James Gleick'in Isaac Newton kitabını okurken bir süredir arama mesafe koyduğum klasik fiziğe tekrar merhaba demek istemiştim. Liseden beri aramda fırtınalı ve yenilgiler dolusu bir ilişki vardı, fizikle. Her zaman kendimi ona karşı bir ön yargıda buldum. Üniversitede ilk şiirimi, fiziğe yazdım. O benim için kutsanmış imkansız bir aşktı. Bu yüzdendir ki ilk şiirimi ona adadım. Şiirler, bir şeye meydan okumanın en somut ve büyülü yoludur. İmgelere meydan okuyan harflerin anlamlı bir bütünü oluşturup tinsel bir armoniye dönüşmesi zaman alır ve şiir yazmak da fiziği anlamak kadar zordur.
Benim, Blake ile tanışmak için önce onu James Gleick'in Isaac Newton kitabında keşfetmem gerekiyordu. Hangi sayfada olduğunu anımsamamam ile birlikte karşıma, Blake ve onun meşhur "Newton" adlı çalışması çıktı. Öncesinde ufak bir açıklama olarak okuduğum bu isim, bende büyük bir merak uyandırdı. Sonra Blake'i araştırmaya başladım.

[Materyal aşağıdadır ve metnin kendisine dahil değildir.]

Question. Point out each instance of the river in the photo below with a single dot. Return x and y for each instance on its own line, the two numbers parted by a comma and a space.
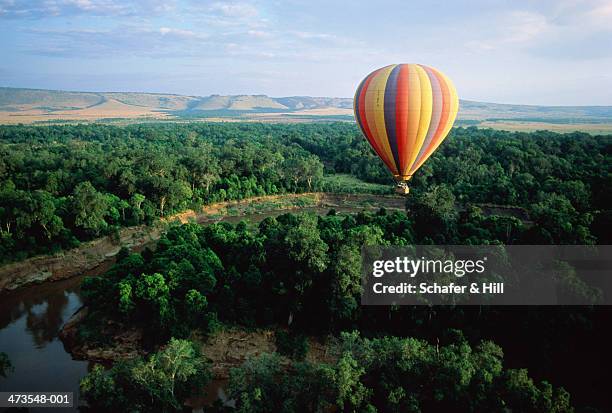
30, 320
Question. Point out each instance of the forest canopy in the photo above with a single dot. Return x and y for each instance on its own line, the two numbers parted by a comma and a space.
63, 184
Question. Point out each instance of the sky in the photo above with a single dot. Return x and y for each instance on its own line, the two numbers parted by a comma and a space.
549, 52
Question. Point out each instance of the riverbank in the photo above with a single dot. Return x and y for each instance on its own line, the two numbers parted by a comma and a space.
96, 256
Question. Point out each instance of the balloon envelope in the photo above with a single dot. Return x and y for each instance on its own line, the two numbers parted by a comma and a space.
405, 111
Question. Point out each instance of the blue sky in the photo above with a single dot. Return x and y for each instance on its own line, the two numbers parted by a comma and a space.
534, 52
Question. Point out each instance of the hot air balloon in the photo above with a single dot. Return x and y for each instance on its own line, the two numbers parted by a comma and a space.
405, 111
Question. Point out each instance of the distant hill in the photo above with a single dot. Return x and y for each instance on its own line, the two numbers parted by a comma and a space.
37, 105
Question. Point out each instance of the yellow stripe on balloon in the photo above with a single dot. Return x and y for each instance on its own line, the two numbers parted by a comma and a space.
375, 112
414, 113
426, 106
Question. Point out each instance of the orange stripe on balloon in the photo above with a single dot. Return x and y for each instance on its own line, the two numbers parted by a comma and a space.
364, 121
414, 114
401, 115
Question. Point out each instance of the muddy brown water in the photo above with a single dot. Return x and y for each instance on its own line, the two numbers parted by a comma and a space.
31, 318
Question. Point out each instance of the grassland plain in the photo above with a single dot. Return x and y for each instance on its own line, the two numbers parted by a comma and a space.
33, 106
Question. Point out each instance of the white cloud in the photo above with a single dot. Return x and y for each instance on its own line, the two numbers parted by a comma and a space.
240, 10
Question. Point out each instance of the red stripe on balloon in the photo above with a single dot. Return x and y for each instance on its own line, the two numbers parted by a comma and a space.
401, 115
364, 121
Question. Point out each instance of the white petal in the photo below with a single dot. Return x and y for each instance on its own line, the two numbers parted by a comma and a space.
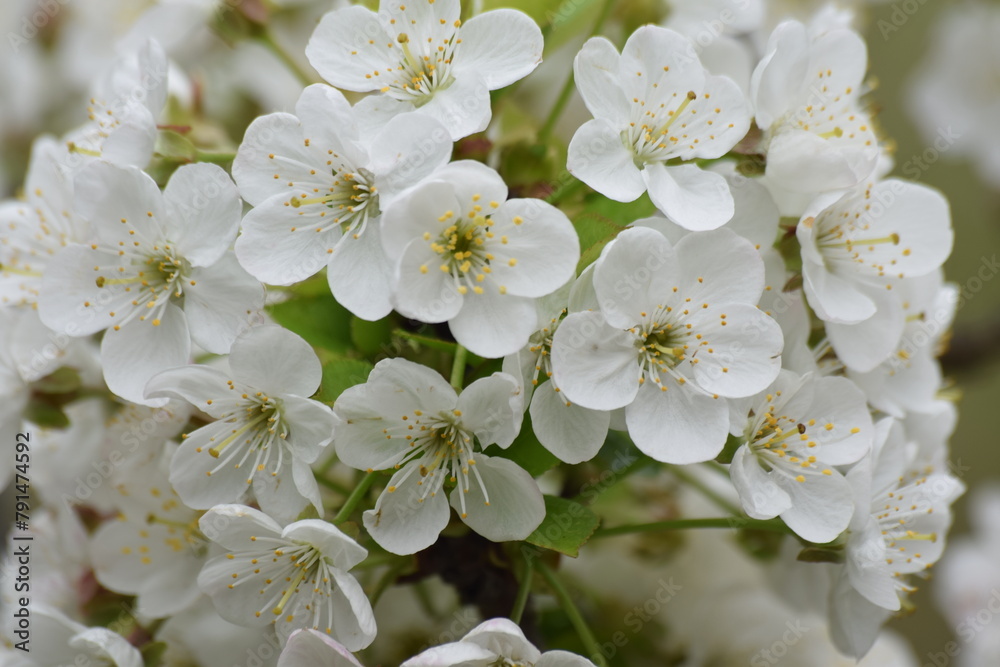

Bu eşsiz ve meydan okuyucu olan dâhiyi hem bir şair olarak keşfetmek hem de bir ressam olarak analizlemek istedim. Benim gibi yeteneksizliğine rağmen resim yapan ve berbat şiirler yazan biri için "Cennet ile Cehennem'in Evliliği" harika bir kitaptı .
Yerçekimine ruhuyla meydan okuyanlardansan ve Newton-Blake tezatlığında yeni mısralar doğurmayı arzuluyorsan "Enerji ebedi hazdır." diyen Blake'e kulak vermelisin. Çünkü şiirler, hazların; enerji, doğanın simgesidir.